The Biden administration’s appointment of Rob Malley as United States special envoy for Iran sent a conflicting message to Jerusalem. On the one hand, Secretary of State Anthony Blinken said last week during his confirmation hearing in the Senate Foreign Relations Committee that the United States would not return to compliance with the terms of JCPOA until Iran did.

That is, the US expects Iran to take the first step — to lay off on the accelerated uranium enrichment, allow international inspectors into their nuclear facilities, etc. Only then will the US honor its commitments under the deal, and even that only as an intermediate step while negotiations take place for an improved version of the deal that would address Iran’s terror sponsorship and ballistic missile program. The Iranians, of course, want things to work for their benefit — first, let America lift the sanctions, then they’ll return to the deal.

On the other hand, now comes the appointment of Malley, who was one of the lead negotiators of the JCPOA under Obama. This is a gesture of appeasement to the Islamic Republic, as Malley is known for his desire to reach a diplomatic resolution with Iran. In other words, you can’t signal on the one hand the nuclear deal isn’t a priority and that it’s up to Iran to make the first move, and on the other hand appoint someone who’s interested in pressing a quick diplomatic solution.

Senator Tom Cotton called the appointment “troubling” in a tweet, and pointed to Malley’s “long track record of sympathy for the Iranian regime.” Israel advocates point out that after the failure of the 2000 Camp David summit, Malley, then an aide to Bill Clinton, wrote an article arguing that the blame shouldn’t be laid squarely on Yasser Arafat. That article, as well as his role as one of the architects of the JCPOA, made him a red flag in Republican circles and even among the moderate wing of the Democratic Party, especially given the sharp contrast between Malley and his predecessors Brian Hook and Eliot Abrams.

A number of diplomats, including Dennis Ross, defended Malley and argued that his role in the nuclear deal doesn’t imply animus toward Israel: he’s a professional who was given a mission by the Obama administration — draw up a deal with Iran — and he fulfilled it.

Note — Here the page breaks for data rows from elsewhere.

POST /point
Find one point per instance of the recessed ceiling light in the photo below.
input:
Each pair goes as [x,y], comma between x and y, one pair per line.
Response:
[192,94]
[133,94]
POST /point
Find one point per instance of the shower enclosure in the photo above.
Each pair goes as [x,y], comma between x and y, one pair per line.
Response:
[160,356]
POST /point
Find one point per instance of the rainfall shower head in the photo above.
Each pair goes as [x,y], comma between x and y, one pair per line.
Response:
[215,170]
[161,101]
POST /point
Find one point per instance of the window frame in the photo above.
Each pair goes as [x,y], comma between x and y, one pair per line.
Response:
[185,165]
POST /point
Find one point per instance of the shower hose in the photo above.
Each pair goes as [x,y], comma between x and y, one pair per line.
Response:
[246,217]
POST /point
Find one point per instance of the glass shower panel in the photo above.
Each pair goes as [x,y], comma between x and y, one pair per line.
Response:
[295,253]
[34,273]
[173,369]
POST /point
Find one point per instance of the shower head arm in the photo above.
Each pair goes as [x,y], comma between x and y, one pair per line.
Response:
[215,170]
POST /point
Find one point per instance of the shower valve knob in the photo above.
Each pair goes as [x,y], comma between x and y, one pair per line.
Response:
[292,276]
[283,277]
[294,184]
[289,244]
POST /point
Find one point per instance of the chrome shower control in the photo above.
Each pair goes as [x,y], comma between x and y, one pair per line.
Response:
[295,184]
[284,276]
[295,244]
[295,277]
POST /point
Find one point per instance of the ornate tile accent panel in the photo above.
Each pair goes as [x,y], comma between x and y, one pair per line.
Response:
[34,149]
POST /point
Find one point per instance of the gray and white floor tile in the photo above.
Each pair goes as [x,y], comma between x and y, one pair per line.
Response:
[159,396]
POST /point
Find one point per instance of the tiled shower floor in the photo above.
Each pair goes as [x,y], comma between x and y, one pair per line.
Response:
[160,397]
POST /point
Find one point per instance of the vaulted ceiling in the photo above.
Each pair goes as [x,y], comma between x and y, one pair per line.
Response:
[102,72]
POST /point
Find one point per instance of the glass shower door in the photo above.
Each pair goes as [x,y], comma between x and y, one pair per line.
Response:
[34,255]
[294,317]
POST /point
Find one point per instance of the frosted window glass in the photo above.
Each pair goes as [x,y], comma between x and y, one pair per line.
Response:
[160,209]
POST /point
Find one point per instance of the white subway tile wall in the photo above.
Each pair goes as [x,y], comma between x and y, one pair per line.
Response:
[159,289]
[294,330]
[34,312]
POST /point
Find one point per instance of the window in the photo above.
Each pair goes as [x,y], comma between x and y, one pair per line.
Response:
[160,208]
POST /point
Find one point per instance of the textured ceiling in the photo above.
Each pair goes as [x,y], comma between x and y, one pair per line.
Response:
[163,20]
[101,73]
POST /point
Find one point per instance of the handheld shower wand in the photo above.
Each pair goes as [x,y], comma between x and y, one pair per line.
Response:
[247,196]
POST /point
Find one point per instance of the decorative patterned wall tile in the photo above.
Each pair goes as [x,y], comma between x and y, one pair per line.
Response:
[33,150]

Either way, Israel will have to be smart in its dealings with Biden, who now controls both chambers of Congress, and try to influence the next deal before it’s signed, and not after it becomes a fait accompli. According to reports in the Israeli press, Mossad chief Yossi Cohen flew to Washington again to try to coordinate moves with the new administration. This urgency on the Israeli side comes after National Security Advisor Jake Sullivan signaled that the Biden administration remains bent on the JCPOA as the basis for its Iran policy.

Biden may have his hands full with managing the vaccine drive, but his foreign policy team is working round the clock to reopen diplomatic channels with Iran.